Yankının sözlerinden sonra kendime gelmem çok zor olmuştu. Yankının korktuğunu düşünmüyordum. Ama o korkuyordu. Kaybetmekten deli gibi korkuyordu. Yeni bir acıya göğüs germekten,aşık olmaktan,Derini unutmaktan,ihanet etmekten korkuyordu. Ne kadar güçlü bir imaj çizse de o minik bir erkek çocuğundan farksızdı. Sevgiye muhtaçtı. İhanet duygusu her yerini sarmıştı. Bu duygu yüzünden yavaş yavaş yok oluyordu haberi yoktu. Bu duygu onu tamamen sarıp onu dibe çekmeden onu ben kurtaracaktım. Bunu yapmak zorundaydım. Peki ben ne düşünüyordum? Düşüncelerim beni esir alıyordu. Susmak bilmedikleri gibi ne söyleyeceğime de onlar karar veriyordu. Mantığımla hareket edemiyordum. Düşüncelerim mantığıma çok ters bir şekilde işliyordu ve bu beni zor durumda bırakıyordu. Bazı şeylerin farkındaydım ancak bunları görmezden geliyordum. Ne zamana kadar görmezden gelebilecektim? Ne zamana kadar düşüncelerimi bir kutuya kapatıp onlar yokmuş gibi davranacaktım? Artık dayanamıyordum. Yaşadıklarım ağır şeylerdi. İnsanın kendini bilmemesi ne kadar korkunç bir şeydi. Kendim değildim ve ruhum gün geçtikçe çürüyordu. Anne sevgisini,babanın o güven verici kollarının arasında durduğunda tattığın o duyguyu,adını,yaşını,sevgilini belki de çocuğunu hiçbirini bilmiyorsun. Acılarını,mutluluklarını,anılarını... Belki de Yankı haklıydı. Ben ne biliyordum ki? Kendime bile yardımım dokunmuyorken ona nasıl yardım edecektim? Koca bir boşluktaydım ve bana yardım edebilecek tek bir kişi bile yoktu. O koca boşluk gün geçtikçe mezarım haline geliyordu. Ne kadar Giraya,Yankıya,Zehra sultana belli etmesem de bu canımı yakıyordu. Bu yaranın günler geçtikçe kapanması gerekirken,onun yaptığı tek şey tekrar tekrar kanamaktı. Kendime sorduğum soruların cevaplarını bile bilmiyordum. Böyle yaşıyordum işte. Hiçbir şeyi bilmeyen bir aptal gibi. Daha fazla düşüncelerimde boğulmamak için gözlerimi açtım. Gözlerimi birkaç kez kırpmam gerekmişti. Ayaklarımı yatağımdan aşağı doğru sarkıttım ve açık olan pencereden dışarıyı izlemeye başladım. Ne kadar süre öylece kalıp dışarıyı izliyordum bilmiyordum. Kapının sesini duyduğumda yerimden hafifçe sıçradım. Arkamı döndüğümde Yankının orada öylece durduğunu fark ettim.
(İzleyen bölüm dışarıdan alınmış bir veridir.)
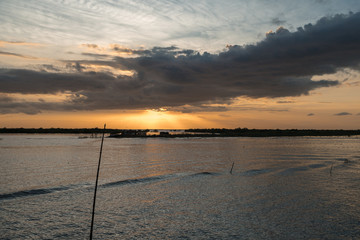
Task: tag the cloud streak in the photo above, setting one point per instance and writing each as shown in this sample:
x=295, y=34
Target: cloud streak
x=281, y=65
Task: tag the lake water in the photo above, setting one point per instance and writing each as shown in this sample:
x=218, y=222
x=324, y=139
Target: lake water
x=280, y=188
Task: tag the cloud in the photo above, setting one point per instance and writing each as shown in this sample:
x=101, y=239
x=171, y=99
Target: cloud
x=342, y=114
x=281, y=65
x=277, y=21
x=15, y=55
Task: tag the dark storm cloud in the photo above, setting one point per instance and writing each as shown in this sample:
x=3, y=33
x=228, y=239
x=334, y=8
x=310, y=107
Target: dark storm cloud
x=15, y=55
x=281, y=65
x=277, y=21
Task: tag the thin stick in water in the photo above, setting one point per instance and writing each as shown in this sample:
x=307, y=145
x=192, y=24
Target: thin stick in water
x=232, y=168
x=331, y=168
x=96, y=183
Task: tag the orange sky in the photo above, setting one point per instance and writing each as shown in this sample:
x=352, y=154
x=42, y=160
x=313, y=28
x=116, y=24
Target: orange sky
x=208, y=70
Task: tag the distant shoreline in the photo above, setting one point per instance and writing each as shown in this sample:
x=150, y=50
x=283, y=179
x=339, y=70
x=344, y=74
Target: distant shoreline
x=188, y=133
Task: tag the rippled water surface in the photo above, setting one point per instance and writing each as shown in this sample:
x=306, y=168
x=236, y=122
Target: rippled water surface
x=280, y=188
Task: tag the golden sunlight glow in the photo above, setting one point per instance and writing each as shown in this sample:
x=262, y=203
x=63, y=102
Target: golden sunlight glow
x=102, y=68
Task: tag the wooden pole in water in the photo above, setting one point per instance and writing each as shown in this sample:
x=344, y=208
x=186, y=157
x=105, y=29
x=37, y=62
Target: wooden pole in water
x=96, y=183
x=232, y=168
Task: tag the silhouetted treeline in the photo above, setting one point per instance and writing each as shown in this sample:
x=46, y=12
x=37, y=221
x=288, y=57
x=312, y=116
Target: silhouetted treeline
x=245, y=132
x=208, y=132
x=57, y=130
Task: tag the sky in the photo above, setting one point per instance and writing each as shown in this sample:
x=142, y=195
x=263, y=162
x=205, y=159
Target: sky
x=170, y=64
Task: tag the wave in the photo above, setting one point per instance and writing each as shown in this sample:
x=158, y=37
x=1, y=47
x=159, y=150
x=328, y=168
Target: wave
x=135, y=180
x=32, y=192
x=41, y=191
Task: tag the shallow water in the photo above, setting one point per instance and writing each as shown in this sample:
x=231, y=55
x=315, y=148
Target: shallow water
x=280, y=188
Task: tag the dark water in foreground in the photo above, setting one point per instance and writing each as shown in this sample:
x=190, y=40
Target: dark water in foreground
x=281, y=188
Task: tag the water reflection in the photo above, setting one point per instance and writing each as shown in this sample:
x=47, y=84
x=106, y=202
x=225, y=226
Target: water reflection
x=281, y=188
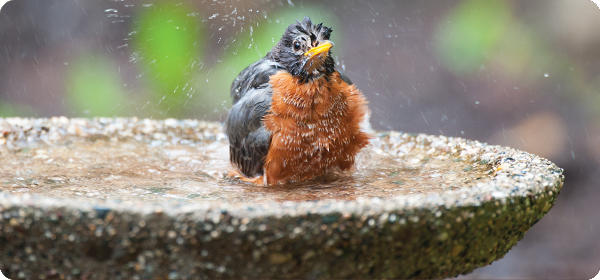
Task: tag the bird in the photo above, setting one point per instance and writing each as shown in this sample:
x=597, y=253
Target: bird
x=294, y=116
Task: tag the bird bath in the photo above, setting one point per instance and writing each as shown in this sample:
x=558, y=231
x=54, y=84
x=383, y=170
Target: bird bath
x=130, y=198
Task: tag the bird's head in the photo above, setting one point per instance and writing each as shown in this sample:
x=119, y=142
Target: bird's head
x=304, y=50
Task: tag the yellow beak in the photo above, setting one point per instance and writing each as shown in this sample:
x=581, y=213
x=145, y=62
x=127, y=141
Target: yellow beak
x=323, y=47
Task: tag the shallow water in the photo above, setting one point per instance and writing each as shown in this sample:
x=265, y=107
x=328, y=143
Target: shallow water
x=103, y=167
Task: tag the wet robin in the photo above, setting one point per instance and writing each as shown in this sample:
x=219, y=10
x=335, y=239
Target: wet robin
x=294, y=116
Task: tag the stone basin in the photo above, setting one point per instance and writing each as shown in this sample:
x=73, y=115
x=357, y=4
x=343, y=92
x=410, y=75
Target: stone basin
x=116, y=198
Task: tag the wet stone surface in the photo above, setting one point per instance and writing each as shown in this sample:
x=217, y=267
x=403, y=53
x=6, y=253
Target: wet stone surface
x=131, y=198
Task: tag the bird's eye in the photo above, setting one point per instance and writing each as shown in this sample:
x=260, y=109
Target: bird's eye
x=296, y=45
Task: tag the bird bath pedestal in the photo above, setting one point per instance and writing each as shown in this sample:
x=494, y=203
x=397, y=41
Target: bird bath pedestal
x=142, y=199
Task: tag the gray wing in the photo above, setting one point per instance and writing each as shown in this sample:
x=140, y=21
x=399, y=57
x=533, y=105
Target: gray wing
x=249, y=140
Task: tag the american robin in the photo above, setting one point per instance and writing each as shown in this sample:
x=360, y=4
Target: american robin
x=294, y=116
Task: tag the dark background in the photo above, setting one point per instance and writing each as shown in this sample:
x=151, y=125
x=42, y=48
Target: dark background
x=525, y=74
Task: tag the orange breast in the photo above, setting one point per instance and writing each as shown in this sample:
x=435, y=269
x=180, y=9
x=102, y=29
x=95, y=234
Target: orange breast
x=314, y=126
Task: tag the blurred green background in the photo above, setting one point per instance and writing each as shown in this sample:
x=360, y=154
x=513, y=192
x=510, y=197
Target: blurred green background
x=525, y=74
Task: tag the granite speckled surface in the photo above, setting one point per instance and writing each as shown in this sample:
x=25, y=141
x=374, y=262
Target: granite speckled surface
x=429, y=235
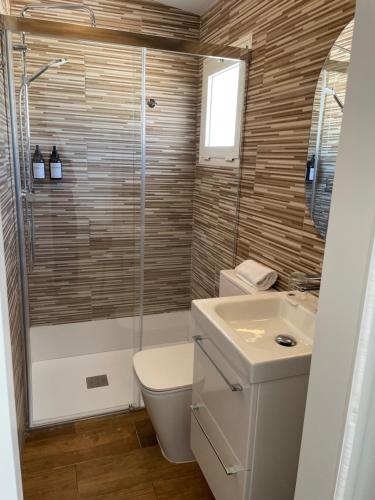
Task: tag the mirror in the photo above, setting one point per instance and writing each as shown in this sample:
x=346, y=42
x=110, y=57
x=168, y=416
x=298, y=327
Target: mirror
x=328, y=110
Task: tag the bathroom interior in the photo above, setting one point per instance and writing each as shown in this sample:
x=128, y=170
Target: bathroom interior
x=166, y=176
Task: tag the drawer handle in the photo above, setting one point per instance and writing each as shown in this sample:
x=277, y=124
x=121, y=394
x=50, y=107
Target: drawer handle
x=233, y=387
x=229, y=471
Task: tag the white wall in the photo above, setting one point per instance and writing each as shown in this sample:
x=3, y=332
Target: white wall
x=10, y=473
x=349, y=246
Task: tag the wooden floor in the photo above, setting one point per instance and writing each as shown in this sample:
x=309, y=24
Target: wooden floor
x=110, y=458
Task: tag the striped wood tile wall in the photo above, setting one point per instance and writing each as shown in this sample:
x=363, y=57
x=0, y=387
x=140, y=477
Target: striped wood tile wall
x=9, y=227
x=87, y=226
x=291, y=40
x=337, y=66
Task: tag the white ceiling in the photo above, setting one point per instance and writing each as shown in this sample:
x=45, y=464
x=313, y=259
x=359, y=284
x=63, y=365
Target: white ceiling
x=195, y=6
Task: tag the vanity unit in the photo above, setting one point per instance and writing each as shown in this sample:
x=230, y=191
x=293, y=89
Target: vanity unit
x=249, y=392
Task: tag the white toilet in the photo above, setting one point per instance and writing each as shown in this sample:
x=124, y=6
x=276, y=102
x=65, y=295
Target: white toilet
x=165, y=377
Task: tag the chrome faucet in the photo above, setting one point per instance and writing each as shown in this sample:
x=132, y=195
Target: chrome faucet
x=302, y=282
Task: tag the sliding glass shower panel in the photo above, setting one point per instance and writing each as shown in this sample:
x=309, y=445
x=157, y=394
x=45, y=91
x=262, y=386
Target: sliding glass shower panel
x=83, y=230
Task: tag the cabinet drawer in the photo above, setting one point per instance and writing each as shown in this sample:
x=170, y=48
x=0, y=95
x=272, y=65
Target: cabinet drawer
x=224, y=484
x=230, y=411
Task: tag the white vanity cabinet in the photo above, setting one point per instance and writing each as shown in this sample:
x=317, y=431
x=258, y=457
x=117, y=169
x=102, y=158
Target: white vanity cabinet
x=245, y=436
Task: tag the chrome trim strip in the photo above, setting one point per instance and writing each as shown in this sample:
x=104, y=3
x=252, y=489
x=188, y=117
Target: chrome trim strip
x=105, y=35
x=233, y=387
x=8, y=46
x=229, y=471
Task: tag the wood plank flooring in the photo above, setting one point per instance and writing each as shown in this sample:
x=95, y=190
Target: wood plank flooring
x=107, y=458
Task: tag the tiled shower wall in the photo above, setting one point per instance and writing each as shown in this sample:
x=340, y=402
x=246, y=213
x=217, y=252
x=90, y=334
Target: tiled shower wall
x=9, y=228
x=291, y=40
x=87, y=226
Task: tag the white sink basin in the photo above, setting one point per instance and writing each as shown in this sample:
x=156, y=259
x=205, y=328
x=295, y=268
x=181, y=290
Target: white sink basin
x=244, y=328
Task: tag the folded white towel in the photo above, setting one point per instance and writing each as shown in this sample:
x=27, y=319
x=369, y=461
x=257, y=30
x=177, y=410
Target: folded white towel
x=256, y=274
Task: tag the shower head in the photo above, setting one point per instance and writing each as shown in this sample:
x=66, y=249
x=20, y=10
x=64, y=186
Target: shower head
x=52, y=64
x=64, y=6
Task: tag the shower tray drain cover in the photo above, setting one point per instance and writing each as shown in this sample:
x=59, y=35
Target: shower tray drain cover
x=286, y=340
x=96, y=381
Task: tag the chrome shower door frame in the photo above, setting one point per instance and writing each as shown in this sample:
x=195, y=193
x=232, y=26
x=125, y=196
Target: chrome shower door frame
x=6, y=40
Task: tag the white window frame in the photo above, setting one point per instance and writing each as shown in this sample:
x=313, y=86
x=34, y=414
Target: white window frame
x=221, y=156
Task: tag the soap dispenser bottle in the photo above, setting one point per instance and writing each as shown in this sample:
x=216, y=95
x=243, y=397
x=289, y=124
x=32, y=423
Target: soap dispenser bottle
x=55, y=165
x=39, y=171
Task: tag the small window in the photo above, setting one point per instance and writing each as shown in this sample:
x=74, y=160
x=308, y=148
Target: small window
x=222, y=109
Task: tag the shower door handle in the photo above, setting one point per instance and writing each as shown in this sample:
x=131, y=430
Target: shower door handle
x=29, y=198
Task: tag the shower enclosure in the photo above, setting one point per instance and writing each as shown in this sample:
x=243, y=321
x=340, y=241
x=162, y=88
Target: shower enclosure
x=104, y=252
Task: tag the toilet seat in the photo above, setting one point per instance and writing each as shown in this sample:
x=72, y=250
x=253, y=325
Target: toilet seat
x=168, y=368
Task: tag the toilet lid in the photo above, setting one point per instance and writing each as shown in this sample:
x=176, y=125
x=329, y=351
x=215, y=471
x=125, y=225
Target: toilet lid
x=165, y=368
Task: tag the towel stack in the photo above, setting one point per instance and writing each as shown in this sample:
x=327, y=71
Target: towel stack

"Kapı çalmak Yankı kapı çalmak. Müsait olmayabilirdim. İşim olabilirdi. Neden kapıyı çalmayı denemiyorsun? " Yankının yüzünde sıkılmış olduğunu belli eden bir ifade belirdi ve yanıma gelmeye başladı. Onun ne yapacağını merakla izlerken yanıma gelip eliyle saçlarımı karıştırmaya başladı. Onun ellerinden kurtulmaya çalışırken yana doğru kaydığımda ne olduğunu anlayamadan yeri boyladım. Alt dudağımı dişlerimin arasına alıp ona sinirli bir şekilde döndüğümde gülmemek için kendini sıktığını görmüştüm. Gözlerimi kapatıp derin bir nefes aldım. Ve içimden yavaşça saymaya başladım. Yankı o anda hızlı adımlarla kapıya yöneldi. Kapının yanına ulaştığında kahkaha atmaya başladı.
"Kapıyı birden fazla çaldım ama duymadın."Kahkahaları arasında sadece bunu anlamıştım. Onun kahkaha atmasıyla bende daha fazla dayanamamış ve gülmeye başlamıştım. Evet benim de gülmem doğal bir şeydi ama ortada doğal olmayan şeyler vardı. Mesela bunlardan biri Yankı güldükten sonra içimde oluşan mutluluk hissiydi. Ah bir de bu mutluluk hissine eklenen kalbimin hızını da unutmamak gerekirdi. Neydi bu?
"Hadi giyin üç gündür buradayız ve bir şeyler bulamadık. Bugünü kendimize ayıralım,eğlenelim."Yankı haklıydı üç gündür buradaydık ve komşulardan hiçbiri beni tanımamıştı. Demek ki burayla bir ilgim yoktu. Ama yine de birkaç şey bulma umuduyla burada kalmaya devam ediyorduk. Zehra sultan Girayın kontrolündeydi. Giray her gün en az altı kere arayıp soruyordu. Beni sahiplenmesi güven veriyordu. Yankıyla ise aram düzelmişti. En azından bana fazlalıkmışım gibi bakmıyordu. Gerçek bir arkadaş gibiydik. Arkadaş. Neden bu kelime canımı yakmıştı. Bana ne oluyordu? Kendimi tanıyamıyordum. Kendimi tanımak mı? Ben kendimi tanıyor muydum ki? Kendi kendime gülmeye başladım. Bu aralar çok fazla saçmalıyordum. Ayağa kalktığımda Yankıdan bunun intikamını alacağıma dair kendime not düştüm. Üstüme salaş bir şeyler geçirdikten sonra Yankının yanına gittim. Beni gördüğün de dudakları kıvrıldı ama sesli bir şekilde yutkunarak gülmesini bastırdı. Gözlerimi kısıp ona baktığımda dudaklarımı da büzmüştüm.
ŞİMDİ OKUDUĞUN
SESSİZLİĞİN YANKISI
Teen FictionBir kaza tüm hayatını değiştirebilir miydi?Elisa Sancaktar... O egoist,şımarık ve zengin bir kız. Hep böyleydi. Ta ki bir trafik kazası geçirene kadar... Artık geçmişiyle ya da kim olduğuyla ilgili bir fikri yoktu. Kendini bir anda yaşlı bir kadını...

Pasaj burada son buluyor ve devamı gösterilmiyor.